The most effective Harassment Prevention and Awareness training sessions that I’ve conducted include the CEO and their team – not just attending the training with all employees: also standing up and declaring their commitment to prevent and stop harassment – in the organization, and with respect to themselves as consistently refusing to engage in, permit, condone or ignore workplace harassment. Organizational leaders who walk the talk before, during and after the Harassment Prevention training sessions without exception, ensure that the respect and compliance messages in Harassment Prevention training are unilaterally understood and implemented.

In a New York Times interview last week, Catharine MacKinnon, the lawyer who wrote “Sexual Harassment of Working Women” in 1979, which led to the 1986 Supreme Court unanimous ruling that sexual harassment is sex discrimination; and Gretchen Carlson, the former Fox News anchor whose harassment complaint against CEO Roger Ailes resulted in a $20 million settlement and a public apology from Fox News, bottom-lined the key role organization leaders play in the efficacy of Harassment Prevention training:

Catharine MacKinnon: I’ve seen leaders of companies go in front of their employees and say: “Listen, we’re here to work, not to cater to your social and sexual needs.
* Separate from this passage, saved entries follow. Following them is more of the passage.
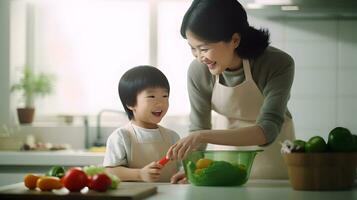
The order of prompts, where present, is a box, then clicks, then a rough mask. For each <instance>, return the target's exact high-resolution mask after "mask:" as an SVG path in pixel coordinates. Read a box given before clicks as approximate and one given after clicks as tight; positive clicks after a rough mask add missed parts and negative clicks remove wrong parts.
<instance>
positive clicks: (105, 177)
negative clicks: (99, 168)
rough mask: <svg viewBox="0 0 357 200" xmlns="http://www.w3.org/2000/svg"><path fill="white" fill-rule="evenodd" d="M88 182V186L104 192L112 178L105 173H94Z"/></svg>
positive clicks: (91, 187)
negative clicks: (90, 179)
mask: <svg viewBox="0 0 357 200" xmlns="http://www.w3.org/2000/svg"><path fill="white" fill-rule="evenodd" d="M91 179H92V180H91V181H90V183H89V188H90V189H92V190H95V191H98V192H105V191H107V189H109V187H110V186H111V185H112V180H111V179H110V178H109V176H108V175H107V174H105V173H100V174H96V175H94V176H93V177H92V178H91Z"/></svg>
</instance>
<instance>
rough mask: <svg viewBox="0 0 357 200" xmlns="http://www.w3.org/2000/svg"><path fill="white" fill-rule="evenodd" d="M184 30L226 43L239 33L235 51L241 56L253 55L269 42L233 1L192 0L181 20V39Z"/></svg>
mask: <svg viewBox="0 0 357 200" xmlns="http://www.w3.org/2000/svg"><path fill="white" fill-rule="evenodd" d="M187 30H190V31H191V32H192V33H194V34H195V35H197V36H198V37H199V38H200V39H202V40H204V41H205V42H208V43H215V42H221V41H224V42H228V41H230V40H231V39H232V35H233V34H234V33H239V34H240V36H241V41H240V44H239V46H238V47H237V48H236V53H237V54H238V55H239V56H240V57H242V58H256V57H258V56H259V55H260V54H262V53H263V52H264V50H265V49H266V47H267V46H268V45H269V31H268V30H266V29H260V30H257V29H255V28H254V27H252V26H249V23H248V20H247V13H246V11H245V10H244V8H243V6H242V5H241V4H240V3H239V2H238V1H237V0H194V1H193V2H192V4H191V6H190V8H189V9H188V10H187V12H186V14H185V16H184V18H183V20H182V25H181V35H182V37H183V38H185V39H186V31H187Z"/></svg>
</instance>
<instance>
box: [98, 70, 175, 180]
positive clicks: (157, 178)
mask: <svg viewBox="0 0 357 200" xmlns="http://www.w3.org/2000/svg"><path fill="white" fill-rule="evenodd" d="M118 90H119V97H120V100H121V102H122V104H123V107H124V109H125V112H126V113H127V115H128V118H129V120H130V122H129V123H128V124H127V125H125V126H123V127H121V128H118V129H116V130H115V131H114V132H113V133H112V134H111V135H110V136H109V137H108V140H107V147H106V152H105V157H104V163H103V165H104V166H105V167H106V170H107V171H108V172H110V173H113V174H115V175H117V176H118V177H119V178H120V179H121V180H122V181H144V182H157V181H160V182H169V181H170V178H171V176H172V175H174V174H175V173H176V172H177V171H178V164H177V162H169V163H168V164H167V165H165V167H163V166H162V165H160V164H159V163H158V162H157V161H158V160H160V159H161V158H162V157H164V156H165V154H166V152H167V150H168V149H169V147H170V146H171V145H172V144H174V143H175V142H176V141H177V140H178V139H179V136H178V134H177V133H176V132H174V131H172V130H169V129H166V128H164V127H162V126H159V125H158V123H159V122H160V121H161V119H162V118H163V117H164V116H165V114H166V112H167V110H168V107H169V93H170V85H169V82H168V80H167V78H166V77H165V75H164V74H163V73H162V72H161V71H160V70H159V69H157V68H155V67H152V66H138V67H134V68H132V69H130V70H128V71H127V72H126V73H124V75H123V76H122V77H121V79H120V81H119V87H118Z"/></svg>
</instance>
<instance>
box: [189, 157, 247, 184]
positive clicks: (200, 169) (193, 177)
mask: <svg viewBox="0 0 357 200" xmlns="http://www.w3.org/2000/svg"><path fill="white" fill-rule="evenodd" d="M187 170H188V176H189V180H190V181H192V182H193V183H194V184H195V185H199V186H200V185H201V186H218V185H219V186H232V185H241V184H244V183H245V182H246V181H247V170H246V167H245V166H243V165H233V164H231V163H229V162H226V161H213V162H212V163H211V164H210V165H209V166H208V167H207V168H204V169H200V170H198V171H196V166H195V164H194V163H193V162H191V161H189V163H188V169H187ZM195 171H196V173H195Z"/></svg>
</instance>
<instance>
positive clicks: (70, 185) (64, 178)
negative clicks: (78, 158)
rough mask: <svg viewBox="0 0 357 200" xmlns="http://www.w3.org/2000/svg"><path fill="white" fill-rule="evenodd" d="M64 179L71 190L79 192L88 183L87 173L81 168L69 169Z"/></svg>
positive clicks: (69, 189)
mask: <svg viewBox="0 0 357 200" xmlns="http://www.w3.org/2000/svg"><path fill="white" fill-rule="evenodd" d="M62 179H63V185H64V187H66V188H67V189H68V190H69V191H71V192H79V191H80V190H81V189H83V188H84V187H85V186H87V184H88V177H87V175H86V174H85V173H84V172H83V171H82V170H81V169H79V168H72V169H70V170H68V171H67V172H66V174H65V176H64V177H63V178H62Z"/></svg>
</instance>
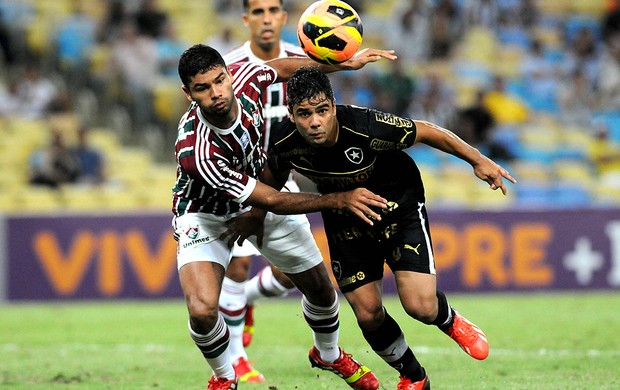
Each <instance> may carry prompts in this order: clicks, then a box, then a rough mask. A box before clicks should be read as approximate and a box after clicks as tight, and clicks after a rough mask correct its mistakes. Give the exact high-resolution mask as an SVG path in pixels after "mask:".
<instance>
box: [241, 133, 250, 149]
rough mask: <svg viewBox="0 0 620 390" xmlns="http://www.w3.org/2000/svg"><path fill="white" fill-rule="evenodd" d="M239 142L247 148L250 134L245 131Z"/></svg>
mask: <svg viewBox="0 0 620 390" xmlns="http://www.w3.org/2000/svg"><path fill="white" fill-rule="evenodd" d="M239 142H241V146H243V149H245V148H247V146H248V144H249V143H250V135H249V134H248V133H245V132H244V133H243V135H242V136H241V139H240V140H239Z"/></svg>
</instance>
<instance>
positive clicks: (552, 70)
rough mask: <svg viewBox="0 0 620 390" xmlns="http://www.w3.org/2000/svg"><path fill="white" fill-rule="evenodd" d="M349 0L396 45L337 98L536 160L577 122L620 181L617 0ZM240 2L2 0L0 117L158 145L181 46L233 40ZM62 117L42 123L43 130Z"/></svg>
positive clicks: (174, 83) (287, 28) (51, 144)
mask: <svg viewBox="0 0 620 390" xmlns="http://www.w3.org/2000/svg"><path fill="white" fill-rule="evenodd" d="M349 3H351V4H352V5H353V6H354V7H355V8H356V9H357V10H358V12H359V13H360V15H361V17H362V20H363V23H364V33H365V35H364V46H370V45H372V46H375V47H382V48H391V49H395V50H396V52H397V54H398V56H399V60H398V61H395V62H393V63H385V64H382V65H380V66H376V67H367V68H365V69H364V70H362V71H360V72H355V73H349V72H343V73H338V74H334V75H333V77H332V80H333V82H334V87H335V92H336V98H337V100H338V101H340V102H342V103H354V104H357V105H361V106H366V105H368V106H373V107H377V108H380V109H383V110H385V111H389V112H393V113H397V114H400V115H404V116H408V117H412V118H416V119H426V120H429V121H431V122H434V123H436V124H439V125H442V126H445V127H447V128H449V129H452V130H454V131H455V132H457V134H458V135H459V136H461V137H463V138H464V139H465V140H467V141H468V142H470V143H473V144H474V145H476V146H477V147H479V148H481V149H483V150H484V151H485V152H486V153H488V154H489V155H490V156H492V157H493V158H495V159H499V160H502V161H505V162H507V163H508V164H509V166H511V165H510V164H513V162H515V163H514V164H515V165H517V163H519V162H522V161H524V160H536V161H534V162H537V163H539V162H540V157H541V156H543V155H544V154H545V153H542V152H540V151H541V150H543V149H544V150H545V151H548V149H549V147H548V146H549V145H543V144H544V143H545V142H547V141H548V138H543V137H542V133H545V132H548V133H553V134H552V135H553V137H554V138H553V140H554V141H555V142H556V143H561V142H568V141H566V139H565V138H562V134H568V133H570V134H571V135H574V134H573V132H575V131H578V132H581V133H582V134H581V136H582V138H579V136H576V135H575V138H579V139H581V140H585V139H587V140H588V145H587V148H585V145H581V146H582V149H587V150H582V153H581V155H579V153H575V155H574V156H573V157H575V159H577V158H579V159H582V160H583V161H582V165H584V166H589V169H590V171H589V172H590V173H591V174H592V176H593V177H594V176H595V175H599V174H602V173H604V171H606V172H611V173H610V174H609V175H610V176H611V179H607V180H606V183H607V184H609V185H611V186H612V189H613V186H614V185H615V184H614V183H620V147H618V146H617V144H618V143H620V125H619V123H620V1H616V0H581V1H580V0H563V1H562V0H558V1H542V0H538V1H536V0H377V1H372V2H364V1H349ZM284 4H285V8H286V9H287V10H288V11H289V23H288V24H289V25H288V27H287V29H286V31H285V32H284V38H285V39H286V40H288V41H291V42H295V41H296V31H295V30H296V21H297V18H298V16H299V15H300V14H301V12H303V10H304V9H305V7H306V6H307V5H308V4H309V2H308V1H301V0H294V1H293V0H285V1H284ZM242 12H243V11H242V2H241V0H211V1H209V0H200V1H198V0H187V1H182V2H179V1H172V0H49V1H38V0H0V71H1V72H0V74H1V76H0V125H2V124H3V123H6V122H7V121H10V120H11V118H15V117H19V118H20V120H40V119H45V118H47V117H49V116H51V115H57V114H67V113H69V114H72V115H74V116H76V117H77V119H78V120H77V123H79V126H80V128H82V127H83V128H90V127H105V128H107V129H109V131H110V132H112V133H114V134H115V135H117V136H118V137H119V139H120V140H121V143H124V144H127V145H137V146H140V147H143V148H146V149H147V150H149V151H150V152H151V153H152V154H153V155H154V158H155V159H156V160H158V161H165V162H169V161H172V157H173V156H172V152H171V150H172V144H171V143H172V142H173V139H174V137H175V128H176V121H177V120H178V118H179V116H180V115H181V114H182V112H183V111H184V109H185V106H186V101H185V100H184V99H185V98H184V96H182V94H181V92H180V90H179V84H180V82H179V80H178V76H177V73H176V66H177V60H178V58H179V55H180V54H181V53H182V51H183V50H184V49H185V48H187V47H189V46H190V45H191V44H194V43H198V42H203V43H207V44H210V45H212V46H214V47H216V48H217V49H219V50H220V51H222V52H226V51H228V50H230V49H231V48H233V47H235V46H237V45H239V44H240V43H241V42H242V41H243V40H245V36H246V33H245V29H244V27H243V25H241V24H240V23H239V15H240V14H241V13H242ZM541 129H542V130H541ZM549 129H551V130H549ZM567 129H569V130H570V131H569V130H567ZM61 133H62V132H58V131H54V129H50V132H49V134H50V138H49V143H50V144H51V145H53V144H54V143H58V142H59V139H58V138H59V134H61ZM530 133H531V134H530ZM528 137H529V138H528ZM524 138H527V139H525V140H524ZM528 139H533V140H534V145H533V146H534V147H533V148H531V146H532V144H531V143H530V144H528V143H527V142H525V141H528ZM60 141H61V140H60ZM60 143H62V141H61V142H60ZM549 143H552V142H551V141H549ZM576 143H578V142H576ZM582 143H583V142H582ZM537 146H538V149H537ZM543 146H545V147H543ZM545 148H546V149H545ZM532 149H533V151H532ZM554 153H555V156H551V157H550V156H549V154H547V155H546V157H547V158H548V159H550V160H549V161H546V163H547V165H545V167H549V163H550V162H552V161H551V160H554V161H555V159H556V158H557V157H558V155H559V153H558V151H557V150H555V151H554ZM564 157H566V156H564ZM418 158H419V159H420V163H422V164H424V163H425V162H428V163H429V164H434V163H435V160H432V158H433V156H426V157H425V156H422V155H421V156H418ZM425 158H430V160H428V161H425V160H424V159H425ZM435 168H436V167H435ZM524 172H525V173H527V172H528V171H526V170H524ZM614 175H615V176H614ZM98 180H103V179H98ZM526 182H527V181H526ZM598 184H599V183H592V182H588V183H582V185H584V186H591V185H598ZM617 186H618V191H619V193H620V184H617ZM619 197H620V196H619ZM611 199H612V201H614V200H615V199H614V197H613V196H611ZM616 201H617V200H616Z"/></svg>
If I hear you’re doing that, you’re out of here.” It’s pretty strong, but harassment doesn’t happen in those places. 

Gretchen Carlson:  She’s so right. Imagine if every leader of every company did it that way: “The buck stops with me.” And every manager — half of them women, hopefully — was there to hear it. All the enabling would stop.

Catharine MacKinnon: People can tell when you mean it. They really can.

How does your CEO and the rest of your Leadership Team walk the talk of preventing harassment themselves, in business and at work?